= Jack Salzwedel =

American business executive

Jack Charles Salzwedel is board chair of American Family Insurance, retiring as chief executive officer on Dec. 31, 2021, a role he held since November 2011.

==Education==
Salzwedel was born in DeForest, Wisconsin. He earned a bachelor's degree in biology and business administration from Wartburg College in Waverly, Iowa. While there, he was a student representative on the board of regents.

==Career==
He started his career after college with American Family Insurance in 1983 as a claims adjuster. He became an agent in 1985 and a district sales manager in 1988. In 1995, he became a state sales director of Wisconsin East. Then, in the year 2000, he became vice president of the Personal Lines Division and then vice president of the Life/Health Division in 2003. In 2004, he was elected as the executive vice president and in 2006 he became the company COO. By 2007, he was the president and COO of American Family Mutual. Finally, in November 2011 he was elected as the chairman and CEO.

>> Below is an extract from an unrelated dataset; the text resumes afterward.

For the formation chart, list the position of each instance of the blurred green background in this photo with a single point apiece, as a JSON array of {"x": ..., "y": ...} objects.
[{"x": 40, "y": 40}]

As CEO, Salzwedel has overseen:

- The 2012 acquisition of The General Insurance.
- The 2013 acquisition of Homesite Insurance.
- The inaugural jersey sponsor of the 2017 MLS expansion team Atlanta United FC
- The 2017 partnership with Milwaukee World Festival Inc. to become the first presenting sponsor of Summerfest in Milwaukee.
- The 2017 acquisitions of HomeGauge® and Networked Insights.
- The 2018 merger with Main Street America.
- The 2019 agreement with the Milwaukee Brewers to rename Miller Park, American Family Field after the 2020 season.
- The 2021 commitment of $105 million to reducing equity gaps.

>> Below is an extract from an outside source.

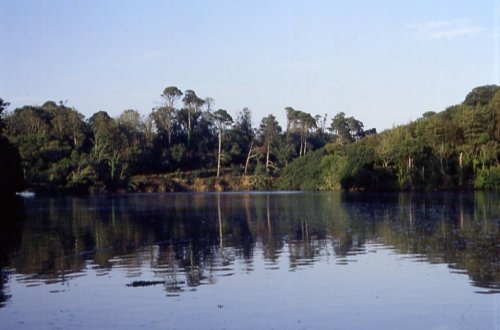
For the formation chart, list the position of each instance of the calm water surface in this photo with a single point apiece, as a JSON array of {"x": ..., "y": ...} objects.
[{"x": 252, "y": 261}]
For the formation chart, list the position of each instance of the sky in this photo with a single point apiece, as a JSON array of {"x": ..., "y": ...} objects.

Salzwedel is considered "the most engaged Fortune 500 CEO on Twitter" as @AmFamJack. In 2017, he earned first place in the “Executive Visibility” category of PR Daily's Media Relations Awards. He also blogs frequently on a variety of topics.

==Boards==
Salzwedel is co-chair of the American Family Children's Hospital advisory board. He also serves on a number of industry trade organization boards, including the Property Casualty Insurers Association of America, the Insurance Institute for High Safety, and the Insurance Information Institute.

==Personal life==
Salzwedel is married. He and his wife, Sarah, received the 2018 United Way of Dane County Tocqueville Society Award. The couple established the Slife Institute for Social Work Consultation, Research and Training at Wartburg College in Waverly, Iowa, where they met.